TradingAgents/docs/STRUCTURED_OUTPUT_GUIDE.md

# Structured Output Implementation Guide

This guide shows how to use structured outputs in TradingAgents to eliminate manual parsing and improve reliability.

## Overview

Structured outputs use Pydantic schemas to ensure LLM responses match expected formats.

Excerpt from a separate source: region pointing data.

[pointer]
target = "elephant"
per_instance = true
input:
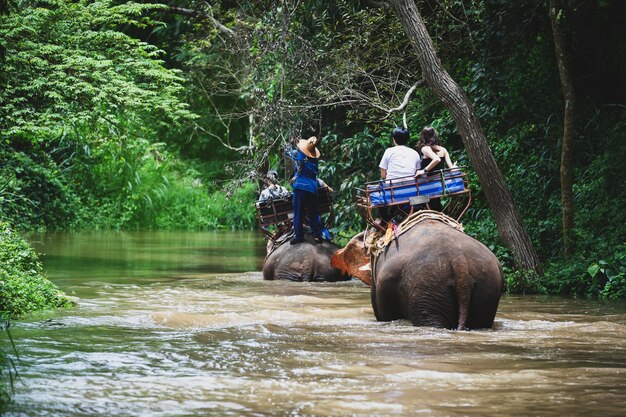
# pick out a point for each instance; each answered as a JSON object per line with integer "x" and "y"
{"x": 306, "y": 261}
{"x": 432, "y": 275}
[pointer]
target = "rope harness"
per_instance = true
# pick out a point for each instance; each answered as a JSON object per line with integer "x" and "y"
{"x": 376, "y": 241}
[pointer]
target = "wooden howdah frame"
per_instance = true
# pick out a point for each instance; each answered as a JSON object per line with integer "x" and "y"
{"x": 275, "y": 216}
{"x": 406, "y": 194}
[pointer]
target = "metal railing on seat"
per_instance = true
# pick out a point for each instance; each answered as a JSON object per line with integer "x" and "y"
{"x": 450, "y": 187}
{"x": 275, "y": 216}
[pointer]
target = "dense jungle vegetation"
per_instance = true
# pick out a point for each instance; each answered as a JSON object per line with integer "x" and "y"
{"x": 145, "y": 115}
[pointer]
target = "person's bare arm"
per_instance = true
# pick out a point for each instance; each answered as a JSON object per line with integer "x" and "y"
{"x": 428, "y": 153}
{"x": 448, "y": 160}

This eliminates:
- Manual JSON parsing
- String manipulation errors
- Type validation issues
- Response format inconsistencies

## Available Schemas

Located in `tradingagents/schemas/llm_outputs.py`:

- **TradeDecision**: Trading decisions (BUY/SELL/HOLD) with rationale
- **TickerList**: List of validated ticker symbols
- **MarketMovers**: Market gainers and losers
- **InvestmentOpportunity**: Ranked investment opportunities
- **RankedOpportunities**: Multiple opportunities with market context
- **DebateDecision**: Research manager debate decisions
- **RiskAssessment**: Risk management decisions

## Usage Examples

### Basic Usage

```python
from tradingagents.schemas import TickerList
from tradingagents.utils.structured_output import get_structured_llm

# Configure LLM for structured output
structured_llm = get_structured_llm(llm, TickerList)

# Get structured response
response = structured_llm.invoke([HumanMessage(content=prompt)])

# Response is a dict matching the schema
tickers = response.get("tickers", [])
```

### Discovery Graph Example

```python
# Before (manual parsing):
response = llm.invoke([HumanMessage(content=prompt)])
content = response.content.replace("```json", "").replace("```", "").strip()
movers = json.loads(content)  # Can fail!

# After (structured output):
from tradingagents.schemas import MarketMovers

structured_llm = llm.with_structured_output(
    schema=MarketMovers.model_json_schema(),
    method="json_schema"
)
response = structured_llm.invoke([HumanMessage(content=prompt)])
movers = response.get("movers", [])  # Always valid!
```

### Trade Decision Example

```python
from tradingagents.schemas import TradeDecision

structured_llm = get_structured_llm(llm, TradeDecision)

prompt = "Based on this analysis, should I buy AAPL?"
response = structured_llm.invoke(prompt)

# Guaranteed structure:
decision = response["decision"]  # "BUY", "SELL", or "HOLD"
rationale = response["rationale"]  # string
confidence = response["confidence"]  # "high", "medium", or "low"
key_factors = response["key_factors"]  # list of strings
```

## Implementation Checklist

When adding structured outputs to a new area:

1. **Define Schema**: Create or use existing Pydantic model in `schemas/llm_outputs.py`
2. **Update Prompt**: Modify prompt to request JSON output matching schema
3. **Configure LLM**: Use `with_structured_output()` or `get_structured_llm()`
4. **Access Response**: Use dict access instead of parsing
5. **Remove Parsing**: Delete old JSON parsing, regex, or string manipulation code

## Current Implementation Status

✅ **Implemented**:
- Discovery Graph ticker extraction (Reddit, Twitter)
- Discovery Graph market movers parsing

🔄 **Recommended Next**:
- Trader final decision extraction
- Research manager debate decisions
- Risk manager assessments
- Discovery ranker output

## Benefits

- **Type Safety**: Pydantic validates all fields
- **No Parsing Errors**: No more `json.loads()` failures
- **Better Prompts**: Schema defines exact output format
- **Easier Testing**: Mock responses match schema
- **Self-Documenting**: Schema shows expected structure

## Adding New Schemas

1. Define in `tradingagents/schemas/llm_outputs.py`:

```python
class MySchema(BaseModel):
    field1: str = Field(description="What this field contains")
    field2: Literal["option1", "option2"] = Field(description="Limited choices")
    field3: List[str] = Field(description="List of items")
```

2. Export in `tradingagents/schemas/__init__.py`

3. Use in your code:

```python
from tradingagents.schemas import MySchema

structured_llm = llm.with_structured_output(
    schema=MySchema.model_json_schema(),
    method="json_schema"
)
```

## Provider Support

Structured outputs work with:
- ✅ OpenAI (GPT-4, GPT-3.5)
- ✅ Google (Gemini models)
- ✅ Anthropic (Claude models)
- ✅ Local models via Ollama/OpenRouter

All use the same `with_structured_output()` API.